—¿Cómo?
—dijo—. Fui yo. Oh, ¡NO LO LEAS, POR FAVOR!
—Demasiado tarde —dije, en voz lo bastante baja como para que ella
no oyera.
A veces
nos preguntamos si alguna vez se puede llegar a conocer a la amiga
más íntima, lo que piensa y siente en el fondo. Y de pronto
descubrimos que ella ha escrito ese fondo en un papel secreto, tan
claro como una primavera en la montaña.
Volví a
leerlo. Estaba fechado el día en que yo había partido hacia España;
ahora, un día después de regresar, descubría lo que ella había
sentido, sin decírselo a nadie, salvo a ese papel. ¡Qué poetisa era!

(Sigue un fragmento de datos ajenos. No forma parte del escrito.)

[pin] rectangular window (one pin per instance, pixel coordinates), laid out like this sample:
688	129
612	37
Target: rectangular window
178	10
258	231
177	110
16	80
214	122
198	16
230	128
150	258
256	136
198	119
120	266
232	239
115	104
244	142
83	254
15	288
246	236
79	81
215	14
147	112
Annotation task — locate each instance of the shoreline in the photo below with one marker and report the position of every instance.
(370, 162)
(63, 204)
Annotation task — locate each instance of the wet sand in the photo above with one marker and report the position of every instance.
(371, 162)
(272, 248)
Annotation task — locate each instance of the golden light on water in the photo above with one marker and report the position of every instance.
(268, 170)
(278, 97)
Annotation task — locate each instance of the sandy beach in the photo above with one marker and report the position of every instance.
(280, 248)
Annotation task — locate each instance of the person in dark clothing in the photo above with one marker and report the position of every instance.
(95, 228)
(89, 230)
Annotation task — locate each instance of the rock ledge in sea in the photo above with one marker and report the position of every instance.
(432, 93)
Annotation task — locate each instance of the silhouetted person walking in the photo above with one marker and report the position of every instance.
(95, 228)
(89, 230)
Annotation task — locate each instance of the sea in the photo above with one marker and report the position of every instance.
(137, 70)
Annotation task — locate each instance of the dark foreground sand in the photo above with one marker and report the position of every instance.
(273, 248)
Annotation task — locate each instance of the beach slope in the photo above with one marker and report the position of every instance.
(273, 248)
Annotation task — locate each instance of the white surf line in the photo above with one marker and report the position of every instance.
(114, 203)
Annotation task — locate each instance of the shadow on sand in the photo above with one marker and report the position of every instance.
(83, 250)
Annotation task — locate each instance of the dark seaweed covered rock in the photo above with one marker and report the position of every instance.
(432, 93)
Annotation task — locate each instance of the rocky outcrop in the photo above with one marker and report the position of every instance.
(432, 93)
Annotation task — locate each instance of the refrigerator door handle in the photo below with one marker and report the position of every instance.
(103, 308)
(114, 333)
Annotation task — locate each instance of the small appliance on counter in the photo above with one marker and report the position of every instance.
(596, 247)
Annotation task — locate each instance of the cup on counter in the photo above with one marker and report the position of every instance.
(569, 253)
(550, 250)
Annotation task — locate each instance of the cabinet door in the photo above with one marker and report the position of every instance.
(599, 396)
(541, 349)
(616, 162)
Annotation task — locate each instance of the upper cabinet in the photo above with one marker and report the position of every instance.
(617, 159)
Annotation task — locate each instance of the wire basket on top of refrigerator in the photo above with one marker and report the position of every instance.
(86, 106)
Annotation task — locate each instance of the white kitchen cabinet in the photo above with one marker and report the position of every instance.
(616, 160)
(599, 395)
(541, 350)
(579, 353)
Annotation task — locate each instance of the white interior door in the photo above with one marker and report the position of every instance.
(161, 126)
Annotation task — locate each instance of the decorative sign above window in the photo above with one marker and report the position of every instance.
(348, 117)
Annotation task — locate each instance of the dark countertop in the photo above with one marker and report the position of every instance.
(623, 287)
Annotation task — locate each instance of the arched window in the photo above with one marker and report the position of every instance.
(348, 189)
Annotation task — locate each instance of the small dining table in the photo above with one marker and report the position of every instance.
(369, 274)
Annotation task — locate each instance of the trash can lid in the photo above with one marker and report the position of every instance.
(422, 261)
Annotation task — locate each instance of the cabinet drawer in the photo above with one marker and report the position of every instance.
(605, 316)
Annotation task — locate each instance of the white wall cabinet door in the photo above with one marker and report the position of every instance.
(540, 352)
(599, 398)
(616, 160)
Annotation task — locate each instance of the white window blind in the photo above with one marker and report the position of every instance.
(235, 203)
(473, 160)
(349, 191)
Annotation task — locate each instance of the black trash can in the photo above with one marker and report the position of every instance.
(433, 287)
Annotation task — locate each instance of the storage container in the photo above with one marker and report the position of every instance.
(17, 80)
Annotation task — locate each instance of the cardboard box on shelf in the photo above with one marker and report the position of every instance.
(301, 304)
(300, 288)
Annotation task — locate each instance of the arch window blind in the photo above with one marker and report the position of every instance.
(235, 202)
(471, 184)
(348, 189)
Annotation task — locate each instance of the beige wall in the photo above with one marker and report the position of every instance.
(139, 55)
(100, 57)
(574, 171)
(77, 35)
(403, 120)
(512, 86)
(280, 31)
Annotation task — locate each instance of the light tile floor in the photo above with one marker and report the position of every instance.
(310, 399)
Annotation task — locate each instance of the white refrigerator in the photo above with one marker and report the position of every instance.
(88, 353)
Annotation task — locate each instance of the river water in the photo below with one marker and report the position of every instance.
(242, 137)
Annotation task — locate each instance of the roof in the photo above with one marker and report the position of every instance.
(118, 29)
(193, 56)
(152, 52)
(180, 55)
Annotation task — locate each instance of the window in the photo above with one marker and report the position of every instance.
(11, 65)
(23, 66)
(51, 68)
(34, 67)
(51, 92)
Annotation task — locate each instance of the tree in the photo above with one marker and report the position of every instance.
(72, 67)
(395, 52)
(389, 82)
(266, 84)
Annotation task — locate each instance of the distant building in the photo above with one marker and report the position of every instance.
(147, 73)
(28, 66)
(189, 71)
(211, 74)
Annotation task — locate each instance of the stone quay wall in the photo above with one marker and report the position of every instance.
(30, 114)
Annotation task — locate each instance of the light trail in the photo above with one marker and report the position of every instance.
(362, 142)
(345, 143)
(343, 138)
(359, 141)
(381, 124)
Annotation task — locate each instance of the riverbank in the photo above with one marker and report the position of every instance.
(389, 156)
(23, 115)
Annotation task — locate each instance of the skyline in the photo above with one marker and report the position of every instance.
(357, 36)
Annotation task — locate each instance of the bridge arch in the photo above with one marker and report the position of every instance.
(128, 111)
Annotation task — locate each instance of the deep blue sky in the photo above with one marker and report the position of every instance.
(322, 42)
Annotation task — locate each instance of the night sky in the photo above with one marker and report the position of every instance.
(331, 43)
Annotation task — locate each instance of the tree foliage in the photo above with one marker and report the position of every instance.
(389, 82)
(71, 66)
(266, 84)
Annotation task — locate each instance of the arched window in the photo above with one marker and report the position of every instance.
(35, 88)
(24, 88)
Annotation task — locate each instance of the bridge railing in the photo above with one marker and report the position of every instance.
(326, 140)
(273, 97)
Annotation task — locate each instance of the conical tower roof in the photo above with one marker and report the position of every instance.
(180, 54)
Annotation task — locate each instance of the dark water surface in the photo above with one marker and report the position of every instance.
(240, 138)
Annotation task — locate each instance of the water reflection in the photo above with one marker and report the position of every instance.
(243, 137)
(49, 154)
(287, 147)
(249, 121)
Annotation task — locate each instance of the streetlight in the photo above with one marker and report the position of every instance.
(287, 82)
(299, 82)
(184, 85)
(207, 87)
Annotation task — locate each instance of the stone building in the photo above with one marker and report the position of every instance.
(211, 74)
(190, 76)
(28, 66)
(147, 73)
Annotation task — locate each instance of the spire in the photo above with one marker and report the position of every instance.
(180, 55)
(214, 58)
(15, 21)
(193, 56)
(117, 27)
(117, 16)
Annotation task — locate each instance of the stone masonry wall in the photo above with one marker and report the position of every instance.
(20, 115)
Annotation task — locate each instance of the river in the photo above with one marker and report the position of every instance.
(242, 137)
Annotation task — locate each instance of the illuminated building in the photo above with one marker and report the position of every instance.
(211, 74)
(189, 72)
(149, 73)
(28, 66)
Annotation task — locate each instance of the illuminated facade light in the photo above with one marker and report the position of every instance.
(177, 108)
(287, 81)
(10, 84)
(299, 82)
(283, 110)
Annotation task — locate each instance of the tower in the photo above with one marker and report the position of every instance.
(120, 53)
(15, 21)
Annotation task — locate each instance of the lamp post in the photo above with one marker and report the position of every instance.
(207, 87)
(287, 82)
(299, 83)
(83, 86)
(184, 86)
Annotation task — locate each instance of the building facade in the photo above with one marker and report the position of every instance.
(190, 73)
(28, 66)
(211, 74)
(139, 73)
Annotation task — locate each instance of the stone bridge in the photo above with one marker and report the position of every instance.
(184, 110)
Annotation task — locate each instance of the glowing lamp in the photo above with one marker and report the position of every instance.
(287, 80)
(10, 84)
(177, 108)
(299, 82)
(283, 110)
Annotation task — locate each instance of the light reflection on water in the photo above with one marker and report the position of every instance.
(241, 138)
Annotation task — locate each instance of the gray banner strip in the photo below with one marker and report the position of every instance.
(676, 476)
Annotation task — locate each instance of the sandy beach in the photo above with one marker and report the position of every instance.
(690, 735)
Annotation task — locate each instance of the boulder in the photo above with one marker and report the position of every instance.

Intima sobre el papel, suave, sin miedo. La obra literaria me
conmueve cuando es íntima; igual que el volar, los filmes, las
charlas, los contactos que parecen accidentales y no lo son.
A nadie
había conocido yo, salvo a ella, con quien me atreviera a mostrarme
tan infantil como a veces me sentía, tan tonto, experimentado,
sexual, íntimo y conmovedor. Si el amor no era una palabra torcida
y mutilada por la posesión y la hipocresía, si era una palabra cuyo
significado era el que yo deseaba, bien podía estar al borde de
pensar que estaba enamorado de ella.
Volví a
leer sus palabras.
—Es un
bello poema, Leslie.
Suena tan
flojo y condescendiente... ¿Sabrá ella que lo digo sinceramente?
Su voz
fue una cadena de plata, lanzada con fuerza.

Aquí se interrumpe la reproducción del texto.